The New American Oil Empire Built on Sand

By F. Willia m Engdahl

September 29, 2019 "Information Clearing House" -  Over the course of the past decade the United States, following decades of relative stagnation in oil production, has surprised many to become the largest oil producer in the world, exceeding Russia as well as Saudi Arabia. Latest daily production is just above 12.1 million barrels a day. In November 2018 for the first time in decades the US became a net oil exporter. The geopolitical implications to this energy boom in a world where oil determines the growth of entire economies, would appear to be great. Almost all the increase owes to the exploitation of what is called shale oil, unconventional oil found in shale rock formations. The US Department of Energy projects a rise to 8.8 million barrels daily from US shale oil alone, a new record. Now though, we are seeing the first clear signs that the “shale boom” could implode even faster than it rose. The implications for American foreign policy and global geopolitics and economics are significant.

The ‘Fracking’ Revolution

The idea of extracting oil or natural gas embedded in shale rocks has been known for years. However shale oil, or tight oil as it is known, first became economical with introduction of new horizontal drilling techniques combined with oil prices of $100 a barrel or more. This was about two decades ago.

In hydraulic fracturing or fracking, oil embedded in shale rock thousands of feet down is injected with a high pressure mix of water, lots of it, mixed with chemicals and sand. The de facto sand blasting creates fissures where oil can flow into the oil pipeline. The actual drilling of a shale well is only about 30-40% of the total cost. Up to 55-70% are from completion which includes actual fracking. The independent oil consultancy, Wood Mackenzie, recently estimated that the USA held an impressive 60% of all world shale reserves that are economically viable at oil prices of $60 per barrel or less.

Now it begins to get interesting.

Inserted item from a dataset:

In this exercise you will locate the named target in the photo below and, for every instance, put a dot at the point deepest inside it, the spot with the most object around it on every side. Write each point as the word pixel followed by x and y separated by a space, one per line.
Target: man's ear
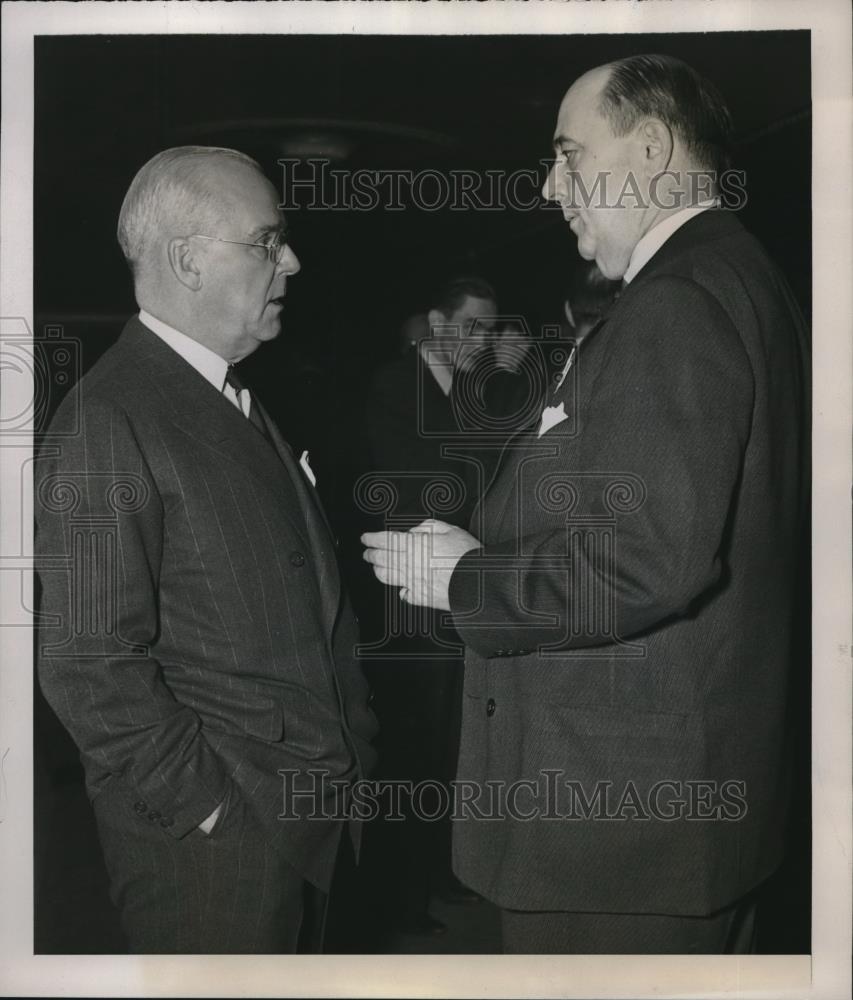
pixel 436 319
pixel 183 262
pixel 657 144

The current price for the West Texas Intermediate marker grade of oil is around $58 a barrel, where it has been for months. The price has not shot up as many expected despite the disruptions in Venezuela, in Iran and around the Persian Gulf. This puts shale well production, much of which today is in the Permian basin in West Texas or Bakken in North Dakota, at a delicate point.

When Saudi Arabia and the Arab OPEC producers decided to flood the market in 2014 with cheap oil in order to force the US shale producers into bankruptcy, the results were disastrous for the OPEC countries financially, but new technology advances allowed the major part of US shale oil production to survive at far lower prices. That, combined with a Federal Reserve Zero Interest Rate Policy (ZIRP), made borrowing to produce oil attractive for shale companies. Now, with two years of gradual Fed rate increase policies, shale companies are beginning to show signs of major stress.